Today I went out and bought a voltage tester. As soon as I'm over my fear of anything that isn't powered by fossil fuels, I intend to use it. Or maybe have Mrs. Cynical give it a try.

Thursday, September 18, 2014

You Kiss Your Mother With That Mouth?

I pull over a well-dressed, middle-aged woman driving a very expensive sports car for doing 15 mph over the speed limit in an active school zone.

Officer Cynical: "Didn't you see the school zone amber light flashing back there, ma'am?"

Mrs. Malison: "Just give me the motherfucking ticket."

Officer Cynical: "You got it."

Wednesday, September 17, 2014

Trouble, with a capital "T"

For non-law enforcement readers: a FATS (Firearms Training Simulator) machine is a training aid that projects videos of true-to-life police scenarios. The student's pepper spray, Taser, and firearm interact by computer with the projected scenarios, and are recorded for evaluation by the instructor. It's pretty realistic training. Our set-up allows 2 officers at a time to participate.

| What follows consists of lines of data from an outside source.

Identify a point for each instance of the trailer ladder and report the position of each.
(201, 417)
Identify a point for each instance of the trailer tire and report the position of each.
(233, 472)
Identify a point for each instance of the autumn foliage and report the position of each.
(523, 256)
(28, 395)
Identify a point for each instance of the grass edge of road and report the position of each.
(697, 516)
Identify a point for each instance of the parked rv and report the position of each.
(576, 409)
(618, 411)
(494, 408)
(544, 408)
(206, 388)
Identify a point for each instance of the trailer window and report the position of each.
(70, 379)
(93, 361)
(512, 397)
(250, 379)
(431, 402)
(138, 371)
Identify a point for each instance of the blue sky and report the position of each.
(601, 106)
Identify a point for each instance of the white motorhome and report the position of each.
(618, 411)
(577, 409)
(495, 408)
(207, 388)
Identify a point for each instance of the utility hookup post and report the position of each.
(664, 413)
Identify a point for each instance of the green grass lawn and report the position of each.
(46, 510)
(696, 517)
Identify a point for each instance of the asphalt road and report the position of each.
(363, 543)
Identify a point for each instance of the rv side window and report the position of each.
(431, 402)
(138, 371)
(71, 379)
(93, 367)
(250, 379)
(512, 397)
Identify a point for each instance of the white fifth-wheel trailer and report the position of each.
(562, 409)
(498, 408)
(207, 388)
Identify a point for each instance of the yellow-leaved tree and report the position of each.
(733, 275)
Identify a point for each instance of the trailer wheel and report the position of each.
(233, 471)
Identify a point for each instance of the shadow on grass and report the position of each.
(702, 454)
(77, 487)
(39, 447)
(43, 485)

While doing a day of FATS scenario training at the PD, I'm teamed up with another officer I don't normally work with. We are simulating the search of a large warehouse in which there may be a burglary in progress. Keep in mind, this is an activity we would always undertake with our sidearms drawn.

We discover that the intruder is actually a passed-out drunk, sleeping on a stack of pallets. When awoken from his stupor, the drunk gets angry, starts yelling at us, then charges us with his fists up. My partner, rather than simply going hands-on with the guy or using his pepper spray or Taser, draws his firearm and shoots the guy.

His justification? "I had the wrong weapon out, but he came at me." I'm really glad that, on a day-to-day basis, we work not only different beats, but different shifts, as well.